Best practices to crawl frequent new updates
This topic describes considerations when you want to capture frequent new changes to a site that has been previously crawled and indexed.
Create the crawler
-
Ensure that the crawler type is appropriate for the updated items: web crawler or API crawler.
-
Configure all the basic settings of the crawler including name, URL, and type.
Configure settings
-
Enable the crawler for incremental updates. It will index only items added or changed since the last crawl.
-
Confirm that the crawler focuses only on areas of the site with dynamic or frequently changing content.
-
Include all the URLs for the focused areas and their authentication information.
-
Confirm that crawler type can index all item types at the URLs or endpoints.
-
Support the crawler with extractors for PDFs, images, or localized content, as applicable.

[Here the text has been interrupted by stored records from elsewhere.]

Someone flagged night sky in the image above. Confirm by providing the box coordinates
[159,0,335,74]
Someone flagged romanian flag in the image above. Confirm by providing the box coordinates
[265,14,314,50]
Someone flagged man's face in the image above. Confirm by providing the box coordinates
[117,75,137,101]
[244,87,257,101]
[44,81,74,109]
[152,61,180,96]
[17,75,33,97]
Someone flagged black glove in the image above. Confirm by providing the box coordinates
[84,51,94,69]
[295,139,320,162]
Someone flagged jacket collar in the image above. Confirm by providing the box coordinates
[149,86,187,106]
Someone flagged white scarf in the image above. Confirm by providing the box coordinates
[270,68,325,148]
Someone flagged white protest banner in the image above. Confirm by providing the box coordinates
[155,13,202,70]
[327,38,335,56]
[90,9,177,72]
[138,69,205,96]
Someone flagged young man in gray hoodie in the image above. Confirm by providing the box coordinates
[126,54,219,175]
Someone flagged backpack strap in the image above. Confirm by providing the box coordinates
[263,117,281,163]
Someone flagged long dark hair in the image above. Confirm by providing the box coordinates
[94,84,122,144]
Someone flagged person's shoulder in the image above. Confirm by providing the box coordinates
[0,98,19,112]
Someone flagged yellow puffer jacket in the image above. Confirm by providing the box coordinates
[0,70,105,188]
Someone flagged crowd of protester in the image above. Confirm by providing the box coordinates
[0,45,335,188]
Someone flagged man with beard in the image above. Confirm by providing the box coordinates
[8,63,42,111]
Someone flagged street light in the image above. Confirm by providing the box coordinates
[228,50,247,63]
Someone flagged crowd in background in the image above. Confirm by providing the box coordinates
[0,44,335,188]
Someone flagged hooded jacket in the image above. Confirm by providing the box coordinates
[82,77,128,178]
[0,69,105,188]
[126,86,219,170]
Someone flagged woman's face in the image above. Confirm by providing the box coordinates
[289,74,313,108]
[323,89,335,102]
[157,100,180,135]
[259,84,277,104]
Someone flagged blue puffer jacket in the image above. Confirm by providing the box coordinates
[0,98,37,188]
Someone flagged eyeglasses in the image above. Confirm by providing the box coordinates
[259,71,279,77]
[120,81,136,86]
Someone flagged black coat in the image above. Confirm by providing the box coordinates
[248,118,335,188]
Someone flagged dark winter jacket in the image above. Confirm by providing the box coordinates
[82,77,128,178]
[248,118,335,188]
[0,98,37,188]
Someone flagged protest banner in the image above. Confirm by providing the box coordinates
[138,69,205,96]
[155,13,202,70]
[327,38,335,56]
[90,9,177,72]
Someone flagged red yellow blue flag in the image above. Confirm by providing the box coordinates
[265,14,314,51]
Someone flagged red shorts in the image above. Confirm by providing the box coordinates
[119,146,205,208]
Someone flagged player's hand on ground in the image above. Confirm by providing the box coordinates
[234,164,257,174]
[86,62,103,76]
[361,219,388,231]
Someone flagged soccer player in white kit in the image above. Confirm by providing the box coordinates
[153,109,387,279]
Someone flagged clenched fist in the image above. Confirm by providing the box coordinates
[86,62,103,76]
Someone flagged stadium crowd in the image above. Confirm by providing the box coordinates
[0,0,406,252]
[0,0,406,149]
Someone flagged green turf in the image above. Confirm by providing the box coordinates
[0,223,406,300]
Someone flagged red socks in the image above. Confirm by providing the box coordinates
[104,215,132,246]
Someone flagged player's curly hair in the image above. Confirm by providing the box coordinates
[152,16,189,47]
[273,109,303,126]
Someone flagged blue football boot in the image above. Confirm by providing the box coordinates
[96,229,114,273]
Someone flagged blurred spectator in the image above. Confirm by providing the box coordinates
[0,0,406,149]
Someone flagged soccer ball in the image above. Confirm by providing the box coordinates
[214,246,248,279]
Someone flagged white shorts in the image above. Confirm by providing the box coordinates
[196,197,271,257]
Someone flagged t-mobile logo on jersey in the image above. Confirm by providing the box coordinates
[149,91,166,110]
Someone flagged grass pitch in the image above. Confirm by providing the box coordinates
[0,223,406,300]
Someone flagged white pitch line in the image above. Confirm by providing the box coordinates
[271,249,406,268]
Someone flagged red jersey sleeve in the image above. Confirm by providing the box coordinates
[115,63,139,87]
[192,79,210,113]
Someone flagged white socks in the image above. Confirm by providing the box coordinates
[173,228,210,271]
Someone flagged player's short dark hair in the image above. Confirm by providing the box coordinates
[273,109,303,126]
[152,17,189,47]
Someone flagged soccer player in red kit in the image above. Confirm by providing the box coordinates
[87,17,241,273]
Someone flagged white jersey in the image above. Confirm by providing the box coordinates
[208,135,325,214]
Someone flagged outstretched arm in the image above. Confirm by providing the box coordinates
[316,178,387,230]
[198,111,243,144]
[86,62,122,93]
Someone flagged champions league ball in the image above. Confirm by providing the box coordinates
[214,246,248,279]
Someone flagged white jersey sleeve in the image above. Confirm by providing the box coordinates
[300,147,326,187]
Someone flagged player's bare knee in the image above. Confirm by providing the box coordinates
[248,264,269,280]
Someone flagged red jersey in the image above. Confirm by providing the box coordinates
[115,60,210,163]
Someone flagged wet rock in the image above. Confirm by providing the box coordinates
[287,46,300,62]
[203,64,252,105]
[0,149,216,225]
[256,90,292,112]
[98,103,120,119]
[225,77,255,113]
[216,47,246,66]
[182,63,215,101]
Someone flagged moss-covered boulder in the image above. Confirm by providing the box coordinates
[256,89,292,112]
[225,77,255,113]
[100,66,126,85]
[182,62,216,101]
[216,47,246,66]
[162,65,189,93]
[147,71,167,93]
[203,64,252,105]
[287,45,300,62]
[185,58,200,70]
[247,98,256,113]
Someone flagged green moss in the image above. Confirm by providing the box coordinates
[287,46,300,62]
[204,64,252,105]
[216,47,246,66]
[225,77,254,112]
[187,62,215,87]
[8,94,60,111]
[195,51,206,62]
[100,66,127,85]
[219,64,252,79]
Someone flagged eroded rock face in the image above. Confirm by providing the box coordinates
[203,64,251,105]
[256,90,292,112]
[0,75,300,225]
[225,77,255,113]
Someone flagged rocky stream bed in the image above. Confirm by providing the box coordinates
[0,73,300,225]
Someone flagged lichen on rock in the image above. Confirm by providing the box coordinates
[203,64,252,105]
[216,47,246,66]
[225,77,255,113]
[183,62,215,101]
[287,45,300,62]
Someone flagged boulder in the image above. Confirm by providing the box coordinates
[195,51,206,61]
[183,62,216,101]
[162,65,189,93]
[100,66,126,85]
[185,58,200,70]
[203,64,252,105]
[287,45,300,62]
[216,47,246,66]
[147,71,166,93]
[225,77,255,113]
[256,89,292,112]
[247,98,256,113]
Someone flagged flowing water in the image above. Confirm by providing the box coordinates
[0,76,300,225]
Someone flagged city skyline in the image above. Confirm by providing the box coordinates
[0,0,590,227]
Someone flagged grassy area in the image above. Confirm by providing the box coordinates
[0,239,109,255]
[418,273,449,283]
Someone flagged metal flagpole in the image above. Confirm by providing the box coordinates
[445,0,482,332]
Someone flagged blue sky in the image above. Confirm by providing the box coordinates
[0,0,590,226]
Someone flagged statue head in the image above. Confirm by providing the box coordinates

Assign document extractors
-
Confirm the document extractors can extract values from crawled items. For example, XPath and JSON.
-
Ensure the document extractors are configured to handle incremental changes.
-
Validate and verify the document extractors accurately extract desired values.
Configure triggers
-
Request or JavaScript triggers to initiate incremental updates have been implemented.
-
Schedule trigger to run at regular intervals, such as hourly or every few hours while still matching to the frequency of the changes.
-
Set the trigger for a low-traffic time to minimize impact on site performance.
Add tags
-
For your categorization and prioritization needs, add tags to your crawler.